All these methods can still be counted by hand, in every polling station, in front of the voters — the transparency of the ballot box is non-negotiable. Some simply call for a little more care:

  • First-past-the-post (1 or 2 rounds): one pile per candidate — the simplest there is.
  • Approval: counting check marks, plain additions — as simple as first-past-the-post.
  • Score voting: adding up scores per candidate — simple, just longer.
  • Borda: converting each rank into points, then adding — meticulous but mechanical.
  • Majority judgment: counting the grades per candidate in each polling station; the tables then add up at the national level.
  • Instant runoff: vote transfers round by round — longer, but done by hand in Australia and Ireland for a century.
  • Condorcet: each polling station fills in the matchup matrix (10 matchups for 5 candidates); the matrices simply add up.

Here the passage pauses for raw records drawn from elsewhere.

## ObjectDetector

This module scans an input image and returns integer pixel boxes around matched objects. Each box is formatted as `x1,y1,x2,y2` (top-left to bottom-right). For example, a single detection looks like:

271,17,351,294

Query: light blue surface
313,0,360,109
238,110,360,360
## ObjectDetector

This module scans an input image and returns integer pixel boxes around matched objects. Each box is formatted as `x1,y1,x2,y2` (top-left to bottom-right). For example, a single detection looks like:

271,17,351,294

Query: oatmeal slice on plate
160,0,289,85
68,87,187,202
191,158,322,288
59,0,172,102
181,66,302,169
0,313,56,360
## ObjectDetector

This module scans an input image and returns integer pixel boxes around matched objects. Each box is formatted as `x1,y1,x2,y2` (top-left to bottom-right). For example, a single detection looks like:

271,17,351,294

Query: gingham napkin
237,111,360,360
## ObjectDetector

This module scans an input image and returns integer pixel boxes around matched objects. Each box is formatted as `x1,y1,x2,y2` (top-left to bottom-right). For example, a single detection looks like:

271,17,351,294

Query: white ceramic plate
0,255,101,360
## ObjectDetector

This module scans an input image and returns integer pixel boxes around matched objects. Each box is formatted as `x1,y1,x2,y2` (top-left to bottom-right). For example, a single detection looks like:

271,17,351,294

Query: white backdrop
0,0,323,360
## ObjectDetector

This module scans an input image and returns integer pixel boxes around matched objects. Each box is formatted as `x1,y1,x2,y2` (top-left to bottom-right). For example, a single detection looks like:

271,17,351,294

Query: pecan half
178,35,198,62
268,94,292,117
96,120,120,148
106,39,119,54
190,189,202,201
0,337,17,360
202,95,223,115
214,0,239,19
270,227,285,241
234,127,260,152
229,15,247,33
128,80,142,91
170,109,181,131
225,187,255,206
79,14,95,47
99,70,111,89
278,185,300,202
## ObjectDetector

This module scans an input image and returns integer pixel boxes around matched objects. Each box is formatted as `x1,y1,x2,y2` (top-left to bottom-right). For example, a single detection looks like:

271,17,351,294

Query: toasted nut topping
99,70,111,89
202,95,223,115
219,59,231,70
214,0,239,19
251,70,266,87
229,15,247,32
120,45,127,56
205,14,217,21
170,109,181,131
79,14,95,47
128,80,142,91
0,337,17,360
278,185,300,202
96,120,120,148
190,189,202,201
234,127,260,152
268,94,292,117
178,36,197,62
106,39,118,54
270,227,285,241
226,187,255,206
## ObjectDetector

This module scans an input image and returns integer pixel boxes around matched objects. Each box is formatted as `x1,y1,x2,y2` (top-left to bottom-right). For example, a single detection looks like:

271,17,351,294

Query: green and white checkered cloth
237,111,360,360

In every case: paper ballots, poll workers, public results per polling station, verifiable by anyone.

🎲 “What about sortition? And liquid democracy?”

Two other big ideas circulate in debates about democracy. They are not counting methods (they don’t say how to tally ballots), but they deserve to be understood:

  • Sortition (“lottocracy”): instead of electing representatives, you draw them by lot among citizens, like a criminal-court jury. Strengths: impossible to buy, perfectly representative, open to everyone. Limits: no platform to choose, and legitimacy is built differently. In France, criminal juries have proven for two centuries that randomly selected citizens can settle serious matters. Within the PACTE, this idea is already alive: the citizens’ chamber selected by lot appears among the debate options (organizing RICs, appointing the watchdog authorities).
  • Liquid democracy: everyone can vote directly or delegate their voice to someone they trust, topic by topic, and take the delegation back at any time. Strength: a flexible dial between direct and representative democracy. Limits: still experimental, and concentrated delegations can recreate notables. A lead for the future, not a prerequisite.

The simulator compares ways of counting votes. These two ideas ask a different question: who decides. The two questions complement each other.

Your turn

You’ve just seen why the voting method is not a technical detail: it is the rule of the democratic game. Reform #3 of the PACTE proposes a month of debate on it, then a decision — by referendum, where the people decide.